Towards experimental validation of structure of motion estimation problem by using the DJI Tello Ryze drone SDK
I. Introduction:
In recent years, the utilization of drones has witnessed exponential growth across various industries, ranging from aerial photography and surveillance to delivery services and infrastructure inspection. The efficient and accurate control of drones requires precise information about their spatial position, particularly their depth or distance from objects in their surroundings. Determining depth information traditionally relied on the use of multiple cameras or complex sensor arrays, which added to the cost and weight of drones. However, with advancements in artificial intelligence and specifically, neural networks, it is now possible to calculate depth from a single image captured by a drone's camera. This project seeks to leverage the power of neural networks to calculate the depth of images captured by drones, enabling precise location determination and enhancing drone control capabilities. By employing a single camera-based depth estimation approach, we aim to provide an efficient and cost-effective solution that enhances the autonomy, safety, and performance of drones across various industries.
II. Objective:
Integrate a distance estimation NN model into a drone control system, allowing for the estimation of the drone's location based on the depth information derived from its camera feed; therefore, having suitable coressponding action.
III. Methodology:
1. Drone's movement control using waypoint:
The methodology for controlling a DJI Tello drone using waypoint-based methods involves leveraging the capabilities of the DJI Tello Software Development Kit (SDK) and implementing a waypoint navigation system. This approach allows for precise control over the drone's flight path by specifying a sequence of predefined waypoints that the drone should follow.
To begin, the first step is to establish a connection between the controlling device (In this project, we use a laptop connect with the drone via WIFI).

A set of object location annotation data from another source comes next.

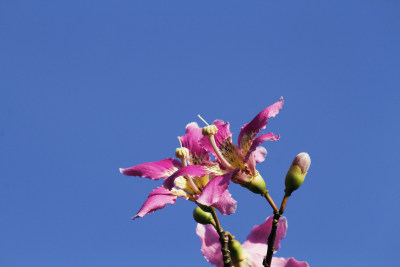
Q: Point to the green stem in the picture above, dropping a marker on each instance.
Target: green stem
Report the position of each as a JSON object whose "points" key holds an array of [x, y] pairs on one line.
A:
{"points": [[226, 255]]}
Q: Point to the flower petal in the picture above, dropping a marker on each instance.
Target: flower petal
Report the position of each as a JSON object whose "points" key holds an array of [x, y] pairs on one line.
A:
{"points": [[259, 140], [251, 129], [223, 139], [213, 191], [192, 170], [226, 204], [190, 140], [259, 154], [157, 199], [210, 245], [154, 170], [290, 262], [256, 243]]}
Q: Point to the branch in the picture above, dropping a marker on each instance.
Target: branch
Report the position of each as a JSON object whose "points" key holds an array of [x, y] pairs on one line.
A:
{"points": [[226, 254]]}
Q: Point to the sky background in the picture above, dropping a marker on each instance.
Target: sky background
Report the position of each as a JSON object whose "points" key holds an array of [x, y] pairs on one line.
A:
{"points": [[87, 87]]}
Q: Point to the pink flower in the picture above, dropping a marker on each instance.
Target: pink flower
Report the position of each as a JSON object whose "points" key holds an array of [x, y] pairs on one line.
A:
{"points": [[241, 159], [201, 181], [255, 247]]}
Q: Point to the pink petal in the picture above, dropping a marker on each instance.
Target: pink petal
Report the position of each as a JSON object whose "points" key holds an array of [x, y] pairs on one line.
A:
{"points": [[154, 170], [226, 204], [251, 129], [259, 140], [157, 199], [256, 243], [214, 190], [210, 245], [259, 154], [190, 140], [290, 262], [192, 170]]}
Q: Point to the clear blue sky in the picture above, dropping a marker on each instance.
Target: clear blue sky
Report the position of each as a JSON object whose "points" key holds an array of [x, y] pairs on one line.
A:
{"points": [[87, 87]]}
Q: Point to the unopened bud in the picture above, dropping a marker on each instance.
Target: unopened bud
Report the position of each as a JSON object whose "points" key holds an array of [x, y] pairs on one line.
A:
{"points": [[257, 185], [182, 152], [237, 253], [297, 172], [209, 130], [202, 216]]}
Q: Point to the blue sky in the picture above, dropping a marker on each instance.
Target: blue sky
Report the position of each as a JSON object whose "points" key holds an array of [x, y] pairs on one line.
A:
{"points": [[89, 87]]}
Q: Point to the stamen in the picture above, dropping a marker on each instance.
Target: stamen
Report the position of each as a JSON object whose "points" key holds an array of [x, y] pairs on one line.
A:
{"points": [[203, 120], [180, 142], [219, 154]]}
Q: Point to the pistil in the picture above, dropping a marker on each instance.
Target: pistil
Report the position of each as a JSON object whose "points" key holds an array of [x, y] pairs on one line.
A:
{"points": [[182, 153], [210, 131]]}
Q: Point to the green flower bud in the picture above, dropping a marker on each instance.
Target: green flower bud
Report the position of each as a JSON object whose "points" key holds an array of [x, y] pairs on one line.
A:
{"points": [[237, 252], [202, 216], [182, 153], [257, 185], [297, 172], [209, 130]]}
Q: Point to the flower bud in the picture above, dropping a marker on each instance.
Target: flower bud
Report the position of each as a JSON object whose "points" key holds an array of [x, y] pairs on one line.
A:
{"points": [[202, 216], [209, 130], [257, 185], [182, 152], [237, 253], [297, 172]]}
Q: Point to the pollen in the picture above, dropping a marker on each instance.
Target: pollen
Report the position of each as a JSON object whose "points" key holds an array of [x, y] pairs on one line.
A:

The drone's movement is controlled by controlling 4 motors with two rotating clockwise (CW) and the other two rotating counterclockwise (CCW).
Next, the waypoints for the drone's flight path need to be defined. Waypoints are specific coordinates in three-dimensional space that represent the desired positions and altitudes for the drone to navigate through. There are many ideas to define the path, but in this project, I choose reinforcement learning - Q_learning to plan the flight path.
Once the waypoints are defined, the waypoint navigation system is implemented using the DJI Tello SDK. This involves sending commands to the drone to instruct it to fly from one waypoint to the next.
The trajectory result valuated using the Vicon system and compare with the input trajectory.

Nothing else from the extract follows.